J’aimerais te dire que tout est va bien se passer après ça, mais ça serait un mensonge. Quand tu finis l’école, une liste va être envoyée anonymement aux différents acteurs du milieu et aux médias. Tu vas entrer en ce que t’appelles aujourd’hui ton mode « maman ourse ». Tu vas mettre toutes tes énergies à prendre soin de tes amies et ignorer tes propres besoins. La réaction de certaines personnes en humour vont te faire développer un sentiment d’injustice et d’insécurité dans un milieu que tu idéalisais encore jusqu’à ce moment-là. Je te le dis tout de suite, chaque vague de dénonciations va te rentrer dedans.
L’automne suivant, pendant ton stage, tu vas te rendre compte que tu es épuisée, vraiment épuisée. Tu ne le sais pas encore, mais tu vas être très malade.
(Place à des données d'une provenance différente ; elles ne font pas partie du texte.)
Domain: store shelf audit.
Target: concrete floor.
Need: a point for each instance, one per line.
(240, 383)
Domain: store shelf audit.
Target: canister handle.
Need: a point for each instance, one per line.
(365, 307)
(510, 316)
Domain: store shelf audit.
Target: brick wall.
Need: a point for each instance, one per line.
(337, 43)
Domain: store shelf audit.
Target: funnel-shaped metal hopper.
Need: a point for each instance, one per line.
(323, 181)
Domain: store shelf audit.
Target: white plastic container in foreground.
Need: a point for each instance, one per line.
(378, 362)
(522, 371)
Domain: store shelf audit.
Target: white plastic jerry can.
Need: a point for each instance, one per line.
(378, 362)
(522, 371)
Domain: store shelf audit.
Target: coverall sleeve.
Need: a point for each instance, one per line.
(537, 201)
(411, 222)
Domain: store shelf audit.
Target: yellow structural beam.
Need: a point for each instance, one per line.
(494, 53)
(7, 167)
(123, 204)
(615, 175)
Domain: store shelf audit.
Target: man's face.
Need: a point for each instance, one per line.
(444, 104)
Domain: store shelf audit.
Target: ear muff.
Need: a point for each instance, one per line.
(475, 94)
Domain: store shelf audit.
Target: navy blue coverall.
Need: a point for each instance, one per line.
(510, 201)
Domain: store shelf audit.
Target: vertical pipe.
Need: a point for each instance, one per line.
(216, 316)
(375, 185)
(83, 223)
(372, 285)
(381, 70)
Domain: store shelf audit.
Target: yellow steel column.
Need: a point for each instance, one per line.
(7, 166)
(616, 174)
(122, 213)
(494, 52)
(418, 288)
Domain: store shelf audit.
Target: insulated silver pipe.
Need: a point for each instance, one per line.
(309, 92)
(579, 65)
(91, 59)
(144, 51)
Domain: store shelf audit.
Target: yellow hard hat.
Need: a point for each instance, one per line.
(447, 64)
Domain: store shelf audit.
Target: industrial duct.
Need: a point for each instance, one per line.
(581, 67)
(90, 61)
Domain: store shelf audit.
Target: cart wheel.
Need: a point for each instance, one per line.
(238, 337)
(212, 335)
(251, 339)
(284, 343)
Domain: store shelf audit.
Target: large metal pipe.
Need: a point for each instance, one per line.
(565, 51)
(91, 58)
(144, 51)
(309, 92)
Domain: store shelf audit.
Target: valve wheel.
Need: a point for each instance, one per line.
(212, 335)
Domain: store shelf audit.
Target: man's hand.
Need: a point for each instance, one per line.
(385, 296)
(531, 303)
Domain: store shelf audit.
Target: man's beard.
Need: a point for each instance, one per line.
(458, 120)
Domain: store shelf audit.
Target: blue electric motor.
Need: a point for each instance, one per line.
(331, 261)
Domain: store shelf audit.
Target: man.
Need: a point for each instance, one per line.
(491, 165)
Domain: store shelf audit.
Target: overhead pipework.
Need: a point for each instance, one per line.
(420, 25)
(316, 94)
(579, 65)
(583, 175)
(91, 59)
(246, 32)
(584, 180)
Tu ne seras pas très bonne à ton stage, Marie, et tu vas vivre ça durement. Tu vas commencer à accepter que tu aies besoin d’une pause quand le confinement va arriver. T’apprécies le timing.
Ça va être deux années particulières. Alors que tu vas avoir l’impression de te battre contre ton propre corps, tu vas remettre beaucoup de choses en perspective. Tu vas te souvenir de la thérapeute qui t’avait demandé si, dans le fond, tu avais vraiment été agressée, et tu vas réaliser combien c’était inacceptable. Tu vas commencer à te pardonner de ne pas avoir été la meilleure pour gérer ta vingtaine et à réaliser que tu as fait de ton mieux. Tu vas te pardonner aussi pour ton stage. Tu vas réfléchir à ce que tu veux vraiment faire, dans la vie, et réaliser à quel point écrire, créer, fait partie de ta nature. Tu avais oublié à quel point tu aimes raconter des histoires.
Tu vas commencer à te trouver chanceuse. T’as mal, mais t’es vivante et tu travailles fort pour retrouver ton corps et tu travailles encore plus fort sur tes projets. Y’a même des gens qui croient en toi. On t’a fait incroyablement mal, mais t’as survécu. Ok, t’aurais préféré être en sécurité que d’avoir eu besoin d’être forte, mais tu te trouves vraiment forte.
Marie-Hélène, on est en décembre 2021, ce qui marque le sixième anniversaire de ton agression. Aujourd’hui, tu parles de ton histoire en riant, les détails horribles te paraissant presque cartoonesques. Quand tu as de rares flashbacks, ils ne t’affectent plus autant. Tu as retrouvé ton rire, ton humour, et t’as une bien meilleure idée de qui tu es. Tu es fière de toi.
Marie-Hélène, je te le promets, ça va aller.